The state's budget shortfall will trickle down and affect Gila County budget, but no county tax increase in expected.
Arizona's state budget is facing a shortfall of approximately $1.2 billion for the current year (2007-2008). The shortfall is likely to jump to $1.8 or $1.9 billion for 2008-2009.
These bleak projections are what Assistant County Manager John Nelson began working with as he developed the parameters Gila County will use to build its 2008-2009 budget.
"The state's shortfall has a trickle-down effect for the county and town budgets," Nelson said.
"Since the economy is down, the county is looking at shortfalls in revenues and what the state is going to pass on to us to balance its budget," said Tommie Martin, Gila County District One Supervisor.
"There are two basic things we find in doing the budget.
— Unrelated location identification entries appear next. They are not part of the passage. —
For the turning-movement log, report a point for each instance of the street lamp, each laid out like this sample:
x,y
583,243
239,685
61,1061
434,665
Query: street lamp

When the economy goes down, demands for services go up. And an economy on a downturn, can't afford to fund government services. That's the struggle we're dealing with," Nelson said.
"We can't increase taxes, if anything, we need to decrease them," Martin said.
Martin said the county would not increase the tax rate on property -- at least the share of the rate that goes into the general fund.
"It's possible property owners may see an increase in their property taxes that go to the special districts," Martin said. Special districts include school, fire and water districts.
- Two factors make it possible for the county to drop taxes:
It has a $10 million rainy day fund with which it can level out its cash flow and cover shortfalls.
- The increased property valuation, set by the market (what homes are selling for in a given area), will bring in the same revenue or more, even though the plan is to lower the county tax rate. Right now the rate is $4.11 on every $100 of assessed valuation. The county plans to bring the rate down to $3.75 per $100 of assessed valuation.
Nelson has projected the county will have a $10,750,000 general fund budget for 2008-2009. Using this as the guideline, it is not expected the county will have to decrease any services or institute a hiring freeze, he said.
There may be some departments where services are increased. These will probably be the sheriff and court departments and indigent care. Nelson said raises are also part of his projected budget, one for 2.5 percent across the board in July and another for 2.5 percent for length of service in January.